Letting autovacuum lag. Postgres deployments where autovacuum is too conservative end up with bloated heaps and indexes; queries get slower and the database needs more RAM to keep working sets hot. Tune autovacuum_vacuum_scale_factor for the workload, not the default.
Long-lived transactions pinning the horizon. A connection that ran BEGIN and forgot to commit can hold off vacuum across the whole cluster. Add idle-in-transaction timeouts; monitor pg_stat_activity for backend_xid and backend_xmin.
Transaction ID wraparound (Postgres). 32-bit transaction IDs eventually wrap; autovacuum must “freeze” old tuples before that. Misconfiguration plus heavy write rates have caused real outages where the database goes into protective read-only mode.
Indexes growing under updates (Postgres). Every update creates a new version with a new TID; every secondary index gets a new entry. HOT (Heap-Only Tuple) updates avoid this when no indexed column changes, but a workload that updates indexed columns frequently bloats every index. REINDEX CONCURRENTLY is the operational fix.
Assuming SELECT FOR UPDATE makes things faster. It re-introduces 2PL-style blocking on the path it’s added to. Use it for correctness, not performance.
Mixing isolation levels per query and expecting serializable. Postgres applies serializable per-transaction; one READ COMMITTED statement in a SERIALIZABLE transaction doesn’t downgrade the isolation, but mixing levels across the application without thinking is a recipe for surprise anomalies.

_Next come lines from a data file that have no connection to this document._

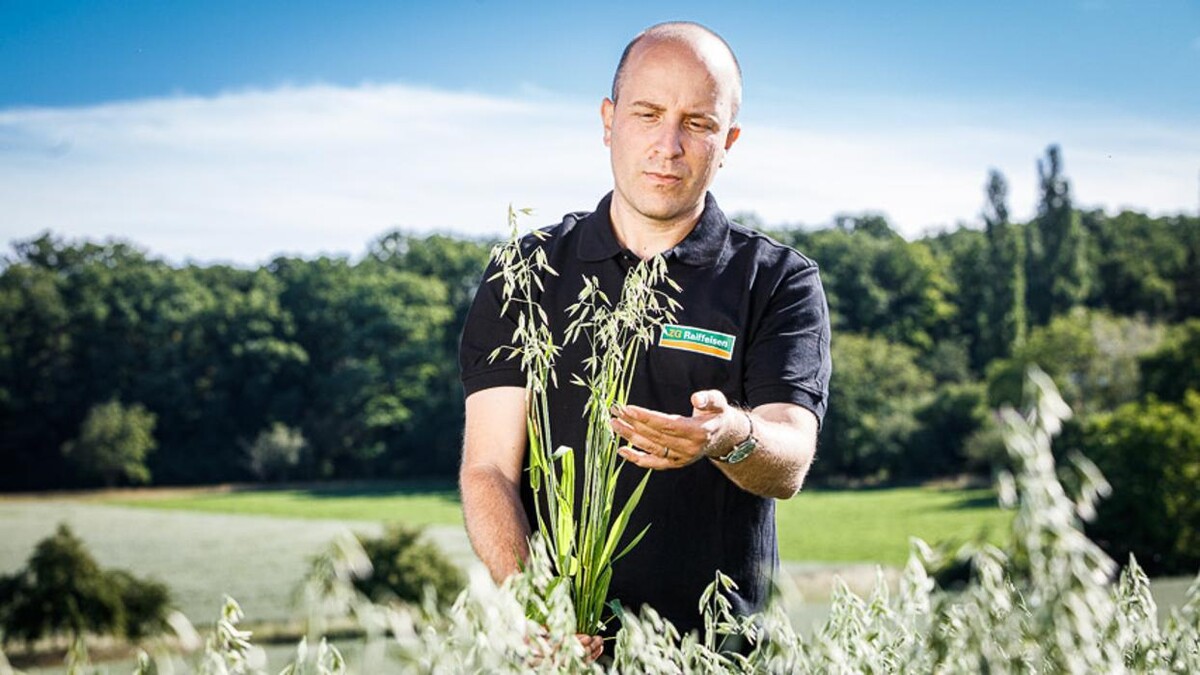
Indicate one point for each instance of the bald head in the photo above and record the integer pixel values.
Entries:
(703, 42)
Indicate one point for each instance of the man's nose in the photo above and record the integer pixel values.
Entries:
(669, 141)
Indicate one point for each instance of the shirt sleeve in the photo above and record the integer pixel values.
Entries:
(789, 356)
(484, 330)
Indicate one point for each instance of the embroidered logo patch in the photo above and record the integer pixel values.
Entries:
(699, 340)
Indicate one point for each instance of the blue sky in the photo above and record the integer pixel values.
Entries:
(238, 130)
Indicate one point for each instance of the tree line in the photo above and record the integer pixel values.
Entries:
(119, 368)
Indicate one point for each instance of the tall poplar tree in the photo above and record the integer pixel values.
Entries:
(1056, 246)
(1005, 305)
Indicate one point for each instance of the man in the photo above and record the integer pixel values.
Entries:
(724, 407)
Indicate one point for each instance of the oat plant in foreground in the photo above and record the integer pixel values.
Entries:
(582, 535)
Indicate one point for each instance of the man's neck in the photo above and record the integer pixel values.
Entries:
(649, 237)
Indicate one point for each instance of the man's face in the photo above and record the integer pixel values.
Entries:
(669, 130)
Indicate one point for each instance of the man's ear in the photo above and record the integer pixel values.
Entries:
(732, 136)
(606, 109)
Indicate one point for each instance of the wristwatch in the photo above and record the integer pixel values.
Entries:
(743, 449)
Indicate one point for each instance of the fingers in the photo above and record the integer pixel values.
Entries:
(592, 644)
(712, 400)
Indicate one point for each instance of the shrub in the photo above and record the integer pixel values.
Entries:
(1152, 453)
(405, 563)
(64, 590)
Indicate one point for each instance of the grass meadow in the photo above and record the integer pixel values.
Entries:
(871, 525)
(255, 543)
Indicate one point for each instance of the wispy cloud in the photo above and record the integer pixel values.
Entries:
(246, 175)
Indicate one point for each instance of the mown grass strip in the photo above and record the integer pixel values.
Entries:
(817, 525)
(435, 503)
(875, 525)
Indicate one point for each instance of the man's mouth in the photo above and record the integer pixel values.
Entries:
(663, 178)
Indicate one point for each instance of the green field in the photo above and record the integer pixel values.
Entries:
(875, 525)
(418, 503)
(817, 525)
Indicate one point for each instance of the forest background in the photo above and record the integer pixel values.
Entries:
(118, 368)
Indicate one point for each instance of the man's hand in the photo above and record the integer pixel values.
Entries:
(592, 644)
(663, 441)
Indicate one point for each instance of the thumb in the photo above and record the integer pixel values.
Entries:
(711, 400)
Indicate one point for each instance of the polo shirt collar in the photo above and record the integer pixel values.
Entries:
(702, 246)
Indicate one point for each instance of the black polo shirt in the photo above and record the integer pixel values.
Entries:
(754, 324)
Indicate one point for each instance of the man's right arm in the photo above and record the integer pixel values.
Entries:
(490, 478)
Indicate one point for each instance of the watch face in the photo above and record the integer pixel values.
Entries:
(742, 451)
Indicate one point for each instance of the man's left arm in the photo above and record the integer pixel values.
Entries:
(786, 436)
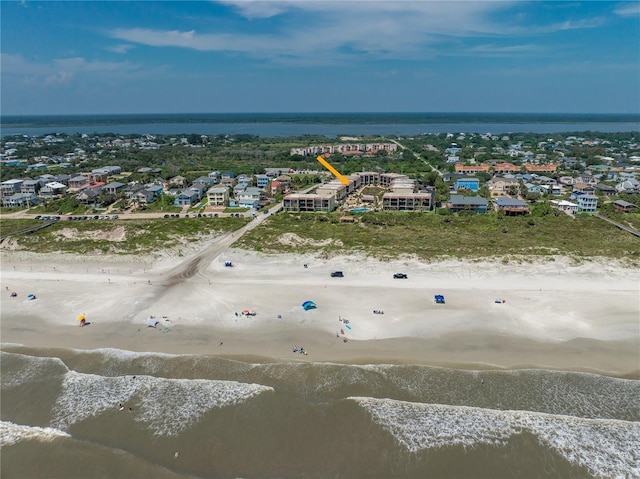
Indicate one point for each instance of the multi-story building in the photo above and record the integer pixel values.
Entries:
(309, 203)
(471, 184)
(587, 203)
(499, 186)
(407, 201)
(218, 196)
(10, 187)
(458, 203)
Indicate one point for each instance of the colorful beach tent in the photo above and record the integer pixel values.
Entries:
(151, 322)
(307, 305)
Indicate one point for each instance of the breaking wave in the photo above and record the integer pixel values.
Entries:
(166, 406)
(606, 447)
(20, 369)
(11, 433)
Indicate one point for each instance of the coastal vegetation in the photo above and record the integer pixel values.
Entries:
(137, 236)
(431, 236)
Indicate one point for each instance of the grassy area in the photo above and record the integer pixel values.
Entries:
(163, 203)
(120, 236)
(430, 236)
(235, 210)
(11, 226)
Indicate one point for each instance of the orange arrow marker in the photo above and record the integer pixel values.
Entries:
(343, 179)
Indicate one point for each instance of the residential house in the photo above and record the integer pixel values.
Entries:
(421, 201)
(131, 190)
(262, 181)
(500, 186)
(37, 166)
(88, 195)
(154, 188)
(584, 188)
(553, 190)
(79, 181)
(309, 202)
(186, 198)
(471, 184)
(504, 168)
(564, 206)
(249, 198)
(108, 170)
(218, 196)
(471, 169)
(205, 181)
(541, 168)
(17, 200)
(273, 172)
(531, 188)
(113, 188)
(587, 203)
(53, 189)
(459, 203)
(62, 178)
(276, 187)
(606, 189)
(624, 206)
(144, 197)
(568, 180)
(10, 187)
(511, 206)
(30, 187)
(180, 181)
(628, 186)
(367, 179)
(199, 190)
(243, 180)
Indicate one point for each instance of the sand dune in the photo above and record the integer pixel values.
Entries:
(556, 314)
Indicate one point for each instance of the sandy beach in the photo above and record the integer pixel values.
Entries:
(556, 314)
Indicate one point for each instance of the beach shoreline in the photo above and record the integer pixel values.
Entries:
(557, 314)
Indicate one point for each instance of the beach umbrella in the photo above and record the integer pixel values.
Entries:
(307, 305)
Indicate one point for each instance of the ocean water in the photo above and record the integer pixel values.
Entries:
(327, 124)
(206, 417)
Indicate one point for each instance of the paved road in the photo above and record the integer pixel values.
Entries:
(417, 155)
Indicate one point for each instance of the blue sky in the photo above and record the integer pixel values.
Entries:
(90, 57)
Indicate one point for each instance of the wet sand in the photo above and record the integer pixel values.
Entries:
(556, 315)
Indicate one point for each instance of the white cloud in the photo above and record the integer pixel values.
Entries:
(121, 48)
(60, 70)
(318, 31)
(628, 9)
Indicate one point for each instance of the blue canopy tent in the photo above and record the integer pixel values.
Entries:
(307, 305)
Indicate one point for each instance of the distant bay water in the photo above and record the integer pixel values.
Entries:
(322, 124)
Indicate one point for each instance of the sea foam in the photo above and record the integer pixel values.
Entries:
(165, 406)
(11, 433)
(606, 447)
(19, 369)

Why MVCC won despite the GC tax

Pre-MVCC databases had SELECT block on writers and writers block readers; the operational reality was that any analytical query ran on a separate snapshot dump because the primary couldn’t tolerate the read locks. MVCC eliminated that — a long-running report can run against the production database alongside live writes. That single property turned out to be worth the entire vacuum / undo machinery. The distributed-database era cemented the choice: distributed locking is a hard problem, distributed versioning (timestamps + visibility checks) is tractable. Spanner, CockroachDB, FoundationDB, TiKV — every modern distributed transactional engine ships MVCC. The cost is real (autovacuum, undo retention, version chasing) but it’s bought a property the alternative architecture can’t match.